Tunable moir\'e bandgap in hBN-aligned bilayer graphene device with in-situ electrostatic gating

TL;DR

This study demonstrates direct visualization of tunable band gaps in hBN-aligned bilayer graphene using advanced spectroscopy, revealing how electrostatic gating and moiré potentials collaboratively modulate the electronic properties for device applications.

Contribution

It introduces a direct measurement method for band gap modulation in bilayer graphene and quantifies the effects of displacement fields and moiré potentials.

Findings

Electrostatic gating induces a band gap up to 100 meV.

Moiré potential adds approximately 20 meV to the band gap.

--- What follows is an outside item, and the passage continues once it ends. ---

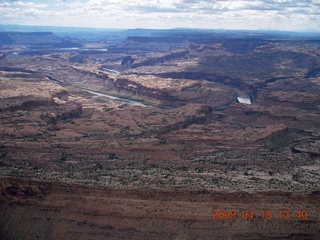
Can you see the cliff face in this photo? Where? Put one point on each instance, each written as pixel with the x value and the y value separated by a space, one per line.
pixel 39 39
pixel 160 59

Theoretical models accurately reproduce experimental results.

Abstract

Over the years, great efforts have been devoted in introducing a sizable and tunable band gap in graphene for its potential application in next-generation electronic devices. The primary challenge in modulating this gap has been the absence of a direct method for observing changes of the band gap in momentum space. In this study, we employ advanced spatial- and angle-resolved photoemission spectroscopy technique to directly visualize the gap formation in bilayer graphene, modulated by both displacement fields and moir\'e potentials. The application of displacement field via in-situ electrostatic gating introduces a sizable and tunable electronic bandgap, proportional to the field strength up to 100 meV. Meanwhile, the moir\'e potential, induced by aligning the underlying hexagonal boron nitride substrate, extends the bandgap by ~ 20 meV. Theoretical calculations, effectively capture the experimental observations. Our investigation provides a quantitative understanding of how these two mechanisms collaboratively modulate the band gap in bilayer graphene, offering valuable guidance for the design of graphene-based electronic devices.